Supernovas are fascinating phenomena that have been observed by humans since the beginning of time. People came up with their own conclusions as to what these cosmic events were, but as astronomy developed, supernovas became known as the death of stars and as the birth of new stars. The most recent observation of supernovas with the naked eye happened in the year 1604. Johannes Kepler, a German astronomer, noticed that a new star had appeared in the sky and began making observations about it. This star was brighter than any star in the sky, including the North star (1). Now, well in about four years, we will be able to see what Kepler saw back in the day. A new supernova will be visible with our own eyes in 2022 with the collision of two stars. But let’s talk about the basics of supernovas first.
Supernovas are typically classified as either a Type I or Type II supernova. Type I supernovas exhibit a sharp initial spike of luminosity that dies down rapidly, which means that there is a lack of hydrogen within the observed spectrum of the supernova. Type can further subdivide into Types Ia, Ib, and Ic. Type Ia supernovas have a strong presence of silicon, which might mean the doomed star had or accreted silicon sometime in its lifecycle. Type Ib shows a strong presence of helium within the spectrum and Type Ic are all other high velocity explosions. In most cases, Type I supernova occur only in white dwarf stars as they are high energy stars packed into a small radius. There are two ways this type of supernova can occur: one way is for the white dwarf to simply collapse on itself, and the other is for the white dwarf to accrete mass from a nearby star (most likely in a binary system). The other type of supernova is the Type II, which typically occurs in much more massive stars. In this type, the star becomes so massive that it collapses on itself and blows away its gases deep into space. On a light curve, the luminosity of the explosion still has the same spike as in the Type I explosion, but there is a “plateau” in the middle of the graph that shows spread of the gases (2).

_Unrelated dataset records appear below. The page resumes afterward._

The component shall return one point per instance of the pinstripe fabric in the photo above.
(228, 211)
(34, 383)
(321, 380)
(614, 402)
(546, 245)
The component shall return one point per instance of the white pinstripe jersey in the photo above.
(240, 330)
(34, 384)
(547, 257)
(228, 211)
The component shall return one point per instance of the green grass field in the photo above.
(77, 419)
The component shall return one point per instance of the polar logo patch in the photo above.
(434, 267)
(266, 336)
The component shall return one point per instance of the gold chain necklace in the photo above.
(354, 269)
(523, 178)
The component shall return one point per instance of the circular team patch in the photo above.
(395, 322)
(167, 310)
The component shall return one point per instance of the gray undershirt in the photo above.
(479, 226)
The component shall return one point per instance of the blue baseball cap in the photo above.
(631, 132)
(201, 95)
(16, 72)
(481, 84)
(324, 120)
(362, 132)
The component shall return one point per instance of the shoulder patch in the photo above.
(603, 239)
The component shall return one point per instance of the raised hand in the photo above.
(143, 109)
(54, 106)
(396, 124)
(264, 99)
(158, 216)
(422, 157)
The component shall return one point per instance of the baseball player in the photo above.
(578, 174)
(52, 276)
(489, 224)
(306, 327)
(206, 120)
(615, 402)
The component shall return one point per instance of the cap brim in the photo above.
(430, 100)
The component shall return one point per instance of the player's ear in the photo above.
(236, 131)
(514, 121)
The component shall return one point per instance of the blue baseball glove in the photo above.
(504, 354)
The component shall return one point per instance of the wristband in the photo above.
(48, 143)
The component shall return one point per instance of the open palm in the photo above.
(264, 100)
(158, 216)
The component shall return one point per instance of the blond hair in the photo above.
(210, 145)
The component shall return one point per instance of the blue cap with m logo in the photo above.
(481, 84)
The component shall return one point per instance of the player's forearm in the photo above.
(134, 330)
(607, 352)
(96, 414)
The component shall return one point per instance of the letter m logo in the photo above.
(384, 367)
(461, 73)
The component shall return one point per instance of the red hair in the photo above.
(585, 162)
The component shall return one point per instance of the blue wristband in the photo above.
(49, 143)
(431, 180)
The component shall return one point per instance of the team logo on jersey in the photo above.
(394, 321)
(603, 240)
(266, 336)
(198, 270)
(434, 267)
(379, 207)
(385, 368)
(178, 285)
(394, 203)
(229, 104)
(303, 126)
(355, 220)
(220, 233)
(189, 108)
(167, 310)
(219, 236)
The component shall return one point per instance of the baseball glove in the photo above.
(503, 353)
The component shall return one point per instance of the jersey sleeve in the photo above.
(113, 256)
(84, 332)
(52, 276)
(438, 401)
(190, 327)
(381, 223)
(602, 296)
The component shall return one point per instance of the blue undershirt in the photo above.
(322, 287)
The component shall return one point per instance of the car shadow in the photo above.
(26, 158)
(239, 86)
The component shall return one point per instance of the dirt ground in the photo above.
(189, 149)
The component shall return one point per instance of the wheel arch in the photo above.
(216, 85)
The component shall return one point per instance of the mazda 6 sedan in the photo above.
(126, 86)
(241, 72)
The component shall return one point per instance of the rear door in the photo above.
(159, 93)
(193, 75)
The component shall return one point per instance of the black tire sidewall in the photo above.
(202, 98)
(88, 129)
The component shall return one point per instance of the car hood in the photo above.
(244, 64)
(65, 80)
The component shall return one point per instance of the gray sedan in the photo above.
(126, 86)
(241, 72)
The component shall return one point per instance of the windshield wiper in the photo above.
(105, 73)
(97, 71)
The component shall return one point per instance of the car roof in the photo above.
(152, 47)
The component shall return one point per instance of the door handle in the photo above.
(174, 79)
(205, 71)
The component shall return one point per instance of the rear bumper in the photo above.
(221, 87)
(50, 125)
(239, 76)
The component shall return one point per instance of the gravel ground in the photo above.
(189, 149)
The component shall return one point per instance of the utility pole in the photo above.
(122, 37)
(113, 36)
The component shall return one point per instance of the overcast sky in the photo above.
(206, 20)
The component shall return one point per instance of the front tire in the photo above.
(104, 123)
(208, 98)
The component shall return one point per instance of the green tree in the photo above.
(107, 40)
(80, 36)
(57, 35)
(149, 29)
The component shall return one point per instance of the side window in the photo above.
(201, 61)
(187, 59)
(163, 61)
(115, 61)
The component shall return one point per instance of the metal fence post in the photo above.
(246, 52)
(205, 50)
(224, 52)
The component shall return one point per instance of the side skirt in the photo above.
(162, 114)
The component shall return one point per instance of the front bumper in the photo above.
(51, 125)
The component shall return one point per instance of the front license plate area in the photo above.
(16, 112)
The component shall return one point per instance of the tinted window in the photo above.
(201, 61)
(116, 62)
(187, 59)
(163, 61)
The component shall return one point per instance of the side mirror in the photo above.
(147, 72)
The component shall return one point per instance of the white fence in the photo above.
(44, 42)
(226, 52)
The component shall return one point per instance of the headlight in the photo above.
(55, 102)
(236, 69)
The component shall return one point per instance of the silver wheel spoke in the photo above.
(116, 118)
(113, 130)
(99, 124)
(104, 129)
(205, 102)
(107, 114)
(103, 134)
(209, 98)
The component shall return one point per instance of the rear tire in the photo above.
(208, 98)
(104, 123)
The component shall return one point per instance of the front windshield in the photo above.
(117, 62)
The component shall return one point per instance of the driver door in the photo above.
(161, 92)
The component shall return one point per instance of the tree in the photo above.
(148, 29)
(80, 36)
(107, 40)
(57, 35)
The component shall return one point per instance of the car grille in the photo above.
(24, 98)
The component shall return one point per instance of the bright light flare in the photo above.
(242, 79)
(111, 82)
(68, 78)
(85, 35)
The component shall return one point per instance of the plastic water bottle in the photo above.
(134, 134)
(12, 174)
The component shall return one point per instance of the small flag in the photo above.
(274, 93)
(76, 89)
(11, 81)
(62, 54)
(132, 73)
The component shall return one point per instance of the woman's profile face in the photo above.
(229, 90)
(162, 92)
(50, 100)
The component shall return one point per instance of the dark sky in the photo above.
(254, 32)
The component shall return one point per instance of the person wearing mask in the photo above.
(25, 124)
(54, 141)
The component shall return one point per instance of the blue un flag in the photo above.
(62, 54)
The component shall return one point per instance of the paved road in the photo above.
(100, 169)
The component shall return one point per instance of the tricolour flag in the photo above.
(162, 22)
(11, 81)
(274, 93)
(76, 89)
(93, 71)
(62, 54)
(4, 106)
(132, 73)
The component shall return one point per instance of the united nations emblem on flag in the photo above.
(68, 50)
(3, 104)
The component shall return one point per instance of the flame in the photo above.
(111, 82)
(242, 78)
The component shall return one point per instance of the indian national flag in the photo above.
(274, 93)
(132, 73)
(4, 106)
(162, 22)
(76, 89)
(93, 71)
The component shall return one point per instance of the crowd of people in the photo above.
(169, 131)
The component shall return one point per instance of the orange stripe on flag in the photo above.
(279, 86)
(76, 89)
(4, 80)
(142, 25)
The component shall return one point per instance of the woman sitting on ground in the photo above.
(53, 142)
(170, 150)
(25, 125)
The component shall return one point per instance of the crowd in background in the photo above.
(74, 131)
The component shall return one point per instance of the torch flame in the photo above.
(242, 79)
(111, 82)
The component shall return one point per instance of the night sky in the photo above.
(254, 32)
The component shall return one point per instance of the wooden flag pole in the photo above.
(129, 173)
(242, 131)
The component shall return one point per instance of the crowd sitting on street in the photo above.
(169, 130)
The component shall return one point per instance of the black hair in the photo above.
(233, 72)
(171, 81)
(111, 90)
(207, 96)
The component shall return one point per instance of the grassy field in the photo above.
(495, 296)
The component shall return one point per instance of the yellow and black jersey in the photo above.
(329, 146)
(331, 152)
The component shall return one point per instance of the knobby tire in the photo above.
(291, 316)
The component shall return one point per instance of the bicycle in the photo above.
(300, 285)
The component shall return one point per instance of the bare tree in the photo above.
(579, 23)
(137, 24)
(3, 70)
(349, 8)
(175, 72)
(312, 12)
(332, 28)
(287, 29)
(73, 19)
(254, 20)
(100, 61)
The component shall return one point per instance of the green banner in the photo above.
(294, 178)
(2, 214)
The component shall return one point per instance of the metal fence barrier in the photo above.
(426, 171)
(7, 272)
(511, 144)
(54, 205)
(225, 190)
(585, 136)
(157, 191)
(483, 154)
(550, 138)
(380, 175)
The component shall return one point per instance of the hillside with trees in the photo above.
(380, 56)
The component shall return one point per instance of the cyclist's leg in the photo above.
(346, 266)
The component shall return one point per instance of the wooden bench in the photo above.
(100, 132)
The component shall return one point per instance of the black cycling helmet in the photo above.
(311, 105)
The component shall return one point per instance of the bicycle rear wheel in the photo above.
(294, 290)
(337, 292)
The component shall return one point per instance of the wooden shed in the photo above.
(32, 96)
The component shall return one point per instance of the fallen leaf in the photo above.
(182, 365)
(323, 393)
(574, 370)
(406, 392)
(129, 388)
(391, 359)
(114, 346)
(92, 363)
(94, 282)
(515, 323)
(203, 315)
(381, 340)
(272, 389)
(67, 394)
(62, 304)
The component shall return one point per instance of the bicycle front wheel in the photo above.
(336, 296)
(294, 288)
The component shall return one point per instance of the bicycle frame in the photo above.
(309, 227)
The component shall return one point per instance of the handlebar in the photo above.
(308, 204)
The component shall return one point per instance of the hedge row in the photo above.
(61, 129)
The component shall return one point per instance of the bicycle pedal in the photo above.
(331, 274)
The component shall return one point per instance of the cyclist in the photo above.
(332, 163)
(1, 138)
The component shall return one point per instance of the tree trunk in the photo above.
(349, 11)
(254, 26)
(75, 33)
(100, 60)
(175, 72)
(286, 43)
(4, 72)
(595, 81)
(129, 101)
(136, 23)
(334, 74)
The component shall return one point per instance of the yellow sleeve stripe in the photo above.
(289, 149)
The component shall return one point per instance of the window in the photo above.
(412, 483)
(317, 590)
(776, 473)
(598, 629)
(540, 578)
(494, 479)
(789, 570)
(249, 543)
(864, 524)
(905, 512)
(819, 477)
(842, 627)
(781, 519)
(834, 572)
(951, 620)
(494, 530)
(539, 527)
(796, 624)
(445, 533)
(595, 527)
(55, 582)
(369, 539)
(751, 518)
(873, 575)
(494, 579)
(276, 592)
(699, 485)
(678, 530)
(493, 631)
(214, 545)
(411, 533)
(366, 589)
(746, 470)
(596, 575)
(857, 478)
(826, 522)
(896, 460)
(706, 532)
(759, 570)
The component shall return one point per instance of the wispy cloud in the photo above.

In 2022, we will most likely be looking at a Type I supernova since the merging stars in question are in a binary system named KIC 9832227 (what a creative name!). In fact, they are so close to each other that they are beginning to merge. The proximity of the stars accelerates the accretion process between the two similar stars so much so that it appears the two stars are colliding. One example that scientists looked at was the supernova that happened in the system V1309 Scorpii in 2008. This was a supernova caused by a merger between two stars in the system. Leading up to the explosion, the system was getting brighter and brighter until the supernova happened. Unfortunately, this supernova was not visible to the naked eye, but scientists are confident that KIC 9832227 is experiencing the same increases in brightness. Scientists are predicting that this supernova will be as bright as the North star in the night sky and located somewhere in the constellation Cygnus (3).